Given the few days since the 2023 BMW Berlin Marathon, a race where Eliud Kipchoge won for the fifth time and Tigst Assefa brought down the women’s record by more than two minutes and, closer to home, Malindi Elmore qualified for the 2024 Paris Olympics, at 43-years-old, we can begin to read the tea leaves and see what all this means to you.
How is this helpful? Because when we see other people reach extraordinary heights, it helps us believe that, in our own way, we can, too. And this isn’t just motivational psychobabble. Like super shoes, pacing, and a proper diet: what we believe can actually impact how we do.
“The Belief Effect is very close to the Placebo Effect which, as a scientist, I work very hard to eliminate but, when I put my coach hat on, I’m not trying to eliminate it: I want to maximize the Belief Effect in a way that’s genuine,” says Trent Stellingwerff, director of Innovation and Research at the Canadian Sport Institute Pacific, and Natasha Wodak and Gabriella Debues-Stafford’s coach. “I’m not going to blow smoke, but we’ve learned athletes working purposefully and positively—believing in themselves—can effects mental performance, which effects the actual, physical performance, probably more than we’ve been led to believe.”
Natasha Wodak broke the Canadian marathon record last year at the BMW Berlin Marathon. Her time surprised her coach, a scientist who works hard to eliminate surprises. He said, “Perhaps I respect the beast that is the marathon maybe more than I should.” What Stellingwerff didn’t account for—after creating the perfect race plan, nutrition, pace and training cycle—was grit. Natasha found something special, something extra—something unaccounted—just like Kipchoge and Assefa did this past weekend. Grit isn’t something that can be purchased in a shoe store and, doping aside, it’s not something created in a lab. The good news, however, is it’s not reserved just for elite athletes. Whether you’re Malindi Elmore or somebody’s cousin attempting their first 10K in high tops, effort is a democratized commodity.
If you believe you can do it—maybe, just maybe—you can.
“Belief is the opposite of something like fear,” says Stellingwerff. “If you prepare yourself optimally, don’t fear the moment. Respect it, but I think it’s very powerful when that respect translates into unwavering belief.”
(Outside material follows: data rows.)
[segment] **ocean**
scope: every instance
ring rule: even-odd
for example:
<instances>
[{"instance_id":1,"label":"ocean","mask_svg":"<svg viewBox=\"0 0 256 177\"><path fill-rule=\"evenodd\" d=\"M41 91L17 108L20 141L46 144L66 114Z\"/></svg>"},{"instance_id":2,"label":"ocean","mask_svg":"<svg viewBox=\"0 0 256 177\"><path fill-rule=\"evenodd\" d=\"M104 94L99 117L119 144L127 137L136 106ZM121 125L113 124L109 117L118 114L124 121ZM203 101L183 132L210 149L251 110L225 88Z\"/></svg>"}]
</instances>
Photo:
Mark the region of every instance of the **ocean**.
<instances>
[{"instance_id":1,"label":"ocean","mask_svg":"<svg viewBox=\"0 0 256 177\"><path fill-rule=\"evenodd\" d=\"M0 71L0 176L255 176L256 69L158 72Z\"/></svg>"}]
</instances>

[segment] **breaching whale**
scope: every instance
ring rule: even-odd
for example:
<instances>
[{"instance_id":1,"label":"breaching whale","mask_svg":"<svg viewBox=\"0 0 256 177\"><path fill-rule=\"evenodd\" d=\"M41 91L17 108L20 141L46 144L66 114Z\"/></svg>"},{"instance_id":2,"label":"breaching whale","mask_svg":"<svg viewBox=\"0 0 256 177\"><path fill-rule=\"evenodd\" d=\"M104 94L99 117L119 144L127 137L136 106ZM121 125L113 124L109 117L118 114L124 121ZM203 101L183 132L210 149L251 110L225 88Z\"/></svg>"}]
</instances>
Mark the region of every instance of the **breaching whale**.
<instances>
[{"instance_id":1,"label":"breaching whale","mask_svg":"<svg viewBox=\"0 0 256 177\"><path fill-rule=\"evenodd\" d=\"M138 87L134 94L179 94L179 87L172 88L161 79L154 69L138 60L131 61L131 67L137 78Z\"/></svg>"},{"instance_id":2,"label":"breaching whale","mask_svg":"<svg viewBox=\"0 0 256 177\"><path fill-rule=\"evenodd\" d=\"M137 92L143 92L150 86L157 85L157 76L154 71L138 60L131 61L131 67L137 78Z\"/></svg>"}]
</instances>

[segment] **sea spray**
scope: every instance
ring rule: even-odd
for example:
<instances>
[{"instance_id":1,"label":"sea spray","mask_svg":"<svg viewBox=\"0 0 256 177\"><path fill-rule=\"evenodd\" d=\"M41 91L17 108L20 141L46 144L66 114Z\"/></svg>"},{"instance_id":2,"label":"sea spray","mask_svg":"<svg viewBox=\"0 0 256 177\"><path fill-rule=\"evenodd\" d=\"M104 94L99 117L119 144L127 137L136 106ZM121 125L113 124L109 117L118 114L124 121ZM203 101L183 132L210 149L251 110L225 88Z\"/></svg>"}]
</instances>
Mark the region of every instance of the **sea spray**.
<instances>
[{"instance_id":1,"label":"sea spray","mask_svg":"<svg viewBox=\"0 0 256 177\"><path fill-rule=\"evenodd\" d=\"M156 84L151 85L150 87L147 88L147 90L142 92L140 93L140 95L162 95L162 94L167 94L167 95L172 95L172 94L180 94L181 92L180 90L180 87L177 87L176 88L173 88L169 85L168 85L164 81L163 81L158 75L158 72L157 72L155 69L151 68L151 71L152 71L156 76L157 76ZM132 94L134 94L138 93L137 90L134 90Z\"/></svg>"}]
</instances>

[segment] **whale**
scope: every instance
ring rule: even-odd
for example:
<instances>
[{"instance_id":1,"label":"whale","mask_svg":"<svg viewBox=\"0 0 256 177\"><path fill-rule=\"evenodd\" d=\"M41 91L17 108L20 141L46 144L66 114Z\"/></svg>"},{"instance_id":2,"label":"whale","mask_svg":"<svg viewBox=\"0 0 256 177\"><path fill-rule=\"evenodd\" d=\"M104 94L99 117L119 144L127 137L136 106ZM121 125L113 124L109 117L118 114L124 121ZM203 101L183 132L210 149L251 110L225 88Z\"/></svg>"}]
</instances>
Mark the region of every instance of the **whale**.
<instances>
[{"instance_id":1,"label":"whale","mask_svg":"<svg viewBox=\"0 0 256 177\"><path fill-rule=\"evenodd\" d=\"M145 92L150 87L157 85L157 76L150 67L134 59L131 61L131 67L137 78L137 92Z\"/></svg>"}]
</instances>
There’s positive tailwinds in our sport right now, and you see it in everything from the quality of the shoes to wicking T-shirts to the popularity of our events. Marathoning has never been more popular and the half marathons, 10 and 5Ks continue selling out, from Vancouver to Montreal. It’s a good time, leading into another Olympics, when Canadian athletes like Natasha Wodak and Malindi Elmore come ready to compete, not just participate in their events. This same energy is percolating at races across the country—the feeling is one we can all share.
“Too often we’ve discounted the mental performance and sports psychology,” Trent says, and the Belief Effect is knowing you can do anything. It’s working hard in practice and racing wisely, but also not giving up on yourself after taking a hit, and being willing to trudge on. Every race has its moments of breakdowns. That’s when you need to remember Belief. Trent Stellingwerff hasn’t risen to the top of this country’s elite coaching echelon by making false promises. And he believes, more than has ever been scientifically proven (like we just saw in Berlin), an athlete (which you are) always stands the chance to break their own barriers. The Belief Effect might not come in a capsule. But it’s something we can all unlock in our next race.
“I think,” says Dr. Trent Stellingwerff, “It’s good for us all to challenge the perception of norms.”